このセリフからもわかるようにフョードルは自分を「卑劣」で「愚か」と考えている。自分の言動や行為を理解しているし、他人が自分をそう見ているのも知っている。でもそれは変えようのない自分の本質なのだ。どうしようもないことなのだ。だからこそもっと「卑劣」で「愚か」な行為や言動をとることで、そんな自分を必死に守っている。それと同時に彼を嘲り笑う他人に対して、ひとつの真実を突き付けるのである。

「俺は自分の愚かさを嫌というほど知っているぞ、でもお前らは自分というものを、自分の愚かさを何ひとつ知らないだろう。いや、うすうすわかっていても目を背けているのさ。俺はお前らの本当の姿なんだよ、さあ、目を開けてこの俺を、滑稽な道化者をよく見ろ!」

そんなフョードルの叫びがこのセリフの奥には隠されている。彼は自分をどうしようもなく恥じている。道化の裏には、なんともしがたい羞恥心がある。恥知らずだから醜態をさらすのではない。恥じているからこそ、より愚かなふるまいをして、彼を嘲笑する人間を逆に嘲笑しているのだ。他人をあざ笑うことで、自分の愚かさから目を背け続ける人間たちに真実を突きつけるのである。なんとも悲しいふるまいのように感じるが、これもまた人間のひとつの姿なのだろう。

「恥の多い生涯を送って来ました」と「人間失格」で太宰は書いているが、恥を知らない人間はいともたやすく他人を嘲笑する。そうすることで、自分自身を「まともな人間」であると無意識のうちに刷り込ませるのだ。そういう人間にとって羞恥心とは単に外に、世間に対して向かっていくものであり、内に、自分自身に向くものではない。「人間失格」の大庭葉蔵も、フョードルもそれは自己へと深く沈んでいく。両者とも正反対のようでいて、根本的に似ているように感じる。表現方法が違うだけなのだ。
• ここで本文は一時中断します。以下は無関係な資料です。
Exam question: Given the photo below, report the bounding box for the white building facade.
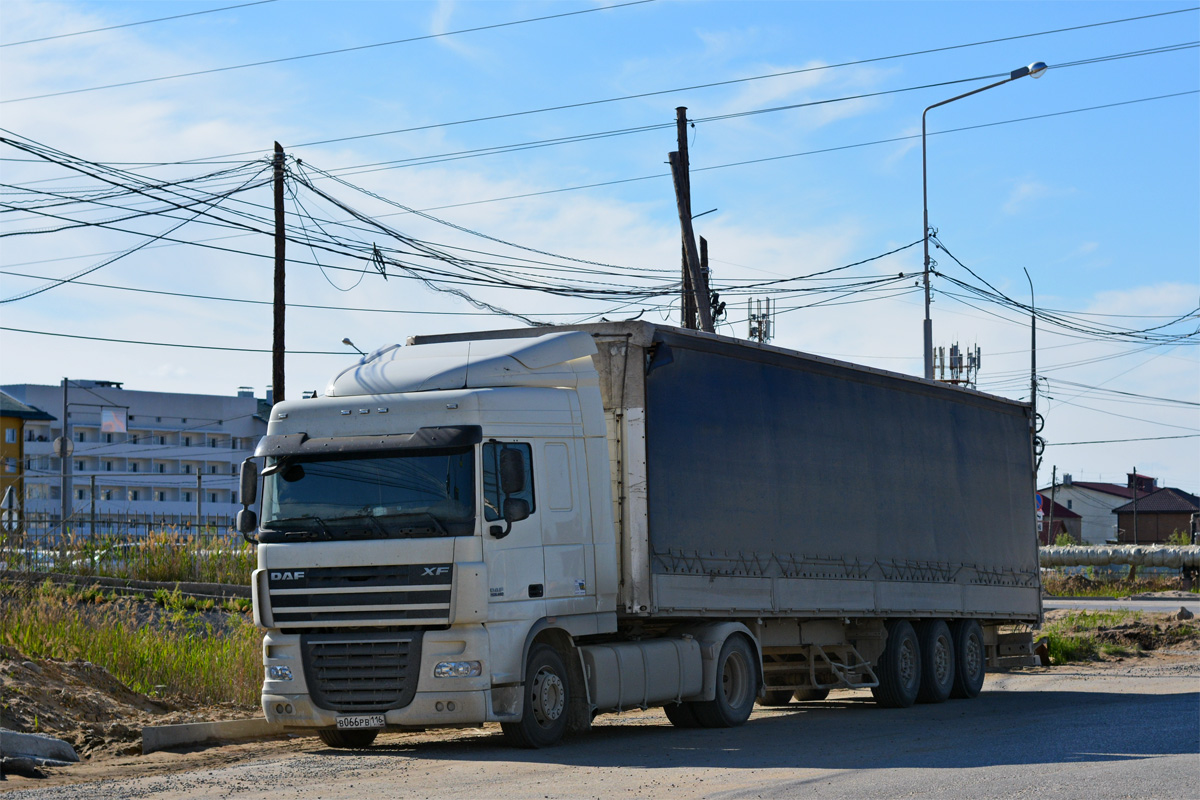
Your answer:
[1,380,268,526]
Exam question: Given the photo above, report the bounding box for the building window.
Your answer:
[156,417,162,423]
[231,463,239,474]
[210,439,218,448]
[183,464,191,474]
[105,433,113,443]
[76,489,85,500]
[183,436,191,446]
[159,436,166,445]
[183,491,191,502]
[210,465,218,474]
[104,490,113,500]
[158,464,165,473]
[76,431,85,442]
[130,490,139,501]
[209,492,218,503]
[4,458,15,474]
[104,461,113,472]
[75,461,84,471]
[181,418,187,423]
[131,463,139,473]
[4,429,15,444]
[156,491,165,502]
[231,492,238,505]
[1067,500,1072,510]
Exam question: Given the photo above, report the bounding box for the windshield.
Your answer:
[259,447,475,541]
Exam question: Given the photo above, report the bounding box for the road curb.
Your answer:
[142,719,295,754]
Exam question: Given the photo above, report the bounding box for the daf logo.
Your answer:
[270,570,306,581]
[422,566,451,577]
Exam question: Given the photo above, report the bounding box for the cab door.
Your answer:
[480,441,544,605]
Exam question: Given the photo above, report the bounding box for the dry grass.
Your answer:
[0,579,262,705]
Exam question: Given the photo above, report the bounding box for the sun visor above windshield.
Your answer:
[255,425,483,460]
[323,330,598,397]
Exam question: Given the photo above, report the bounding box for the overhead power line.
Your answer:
[1,0,657,104]
[1047,434,1200,446]
[0,325,345,354]
[0,1,277,48]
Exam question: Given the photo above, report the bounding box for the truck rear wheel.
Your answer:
[502,644,570,748]
[871,620,921,708]
[914,620,955,704]
[950,619,986,699]
[317,729,378,749]
[693,635,757,728]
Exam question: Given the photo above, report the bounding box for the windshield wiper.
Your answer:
[374,511,451,537]
[262,515,334,540]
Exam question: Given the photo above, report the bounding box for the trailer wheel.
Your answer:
[756,690,793,707]
[871,620,921,708]
[792,687,830,702]
[317,729,378,749]
[914,620,955,704]
[694,635,757,728]
[663,701,702,728]
[501,644,570,748]
[950,620,986,699]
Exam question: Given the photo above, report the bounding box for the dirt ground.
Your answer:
[2,607,1197,791]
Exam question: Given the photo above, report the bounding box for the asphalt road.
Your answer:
[4,657,1197,800]
[1043,596,1200,615]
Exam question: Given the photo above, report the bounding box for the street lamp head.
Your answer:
[1028,61,1048,79]
[341,337,366,356]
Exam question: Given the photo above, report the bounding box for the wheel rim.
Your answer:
[965,633,983,680]
[722,650,751,708]
[933,634,951,685]
[530,666,565,727]
[898,637,918,690]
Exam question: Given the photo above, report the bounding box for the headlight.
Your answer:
[434,661,482,678]
[268,665,293,681]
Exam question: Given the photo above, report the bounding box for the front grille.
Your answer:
[267,564,453,628]
[301,630,424,712]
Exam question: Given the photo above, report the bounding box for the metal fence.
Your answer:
[0,511,253,584]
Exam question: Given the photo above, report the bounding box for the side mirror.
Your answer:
[489,498,531,539]
[239,459,259,505]
[499,448,526,494]
[237,508,258,535]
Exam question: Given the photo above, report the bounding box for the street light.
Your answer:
[921,62,1047,380]
[341,337,366,356]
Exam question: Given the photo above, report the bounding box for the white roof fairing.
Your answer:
[324,331,599,398]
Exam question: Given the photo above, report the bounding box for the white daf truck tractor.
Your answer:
[236,321,1041,749]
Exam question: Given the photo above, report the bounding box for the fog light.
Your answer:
[434,661,482,678]
[268,665,293,681]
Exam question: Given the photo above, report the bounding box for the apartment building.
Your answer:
[1,380,268,524]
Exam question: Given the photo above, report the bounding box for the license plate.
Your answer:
[335,714,385,730]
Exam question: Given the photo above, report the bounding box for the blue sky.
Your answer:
[1,0,1197,491]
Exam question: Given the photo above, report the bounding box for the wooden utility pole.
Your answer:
[272,142,286,406]
[196,472,203,532]
[676,107,697,329]
[668,150,713,333]
[1131,466,1138,545]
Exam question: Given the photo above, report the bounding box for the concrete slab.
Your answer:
[0,729,79,763]
[141,719,290,754]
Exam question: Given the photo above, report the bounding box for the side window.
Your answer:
[482,442,535,522]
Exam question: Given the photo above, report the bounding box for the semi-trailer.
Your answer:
[238,321,1041,748]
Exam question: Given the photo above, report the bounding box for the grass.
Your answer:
[0,579,262,706]
[1040,610,1144,664]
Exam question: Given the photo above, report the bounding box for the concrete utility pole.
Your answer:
[1131,466,1138,545]
[272,142,286,406]
[90,474,96,536]
[196,472,203,532]
[1047,465,1057,543]
[59,378,72,532]
[676,107,697,330]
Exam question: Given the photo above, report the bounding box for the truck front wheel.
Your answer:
[693,635,757,728]
[317,729,378,749]
[502,644,570,748]
[871,620,921,708]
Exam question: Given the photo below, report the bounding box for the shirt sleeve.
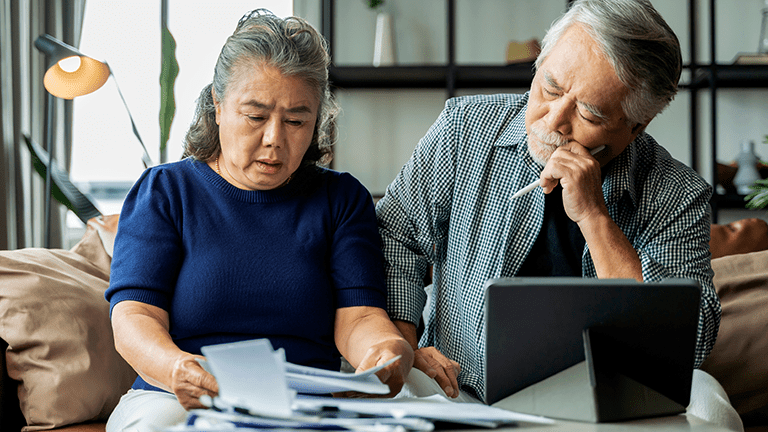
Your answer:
[376,103,458,326]
[105,167,183,314]
[633,173,720,368]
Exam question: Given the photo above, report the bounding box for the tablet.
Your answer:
[483,277,700,421]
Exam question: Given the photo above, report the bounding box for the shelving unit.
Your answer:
[699,0,768,218]
[320,0,768,219]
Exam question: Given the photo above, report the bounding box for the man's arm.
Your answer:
[377,104,463,397]
[540,141,719,365]
[540,144,642,281]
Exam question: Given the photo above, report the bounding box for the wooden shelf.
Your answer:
[712,192,753,209]
[690,64,768,88]
[320,0,767,222]
[330,63,768,91]
[329,64,536,90]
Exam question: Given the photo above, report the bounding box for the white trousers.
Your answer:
[397,368,744,432]
[106,369,743,432]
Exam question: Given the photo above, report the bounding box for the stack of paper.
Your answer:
[174,338,552,431]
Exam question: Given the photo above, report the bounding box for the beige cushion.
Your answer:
[0,218,136,430]
[702,249,768,417]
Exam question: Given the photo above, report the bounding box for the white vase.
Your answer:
[373,12,395,67]
[734,140,761,195]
そして、どちらも読むものにひとつの問いを投げつける。

 

御覧の通り、わたしはどうしようもない人間です。

でも、あなた自身はどうなのでしょう? と。

 

フョードルを見てバカにすることは、いともたやすい。しかし、その嘲笑はその瞬間、自分自身にも向けられるべきものである。そういう人間は自分の中に恥を見出す。恥とはゾッとする感情でもある。自分の中にゾッとするようなものが潜んでいることに、その瞬間、気がつくのだ。一方で嘲笑し続ける人間もいる。それもまた人間の姿なのだろう、と思う。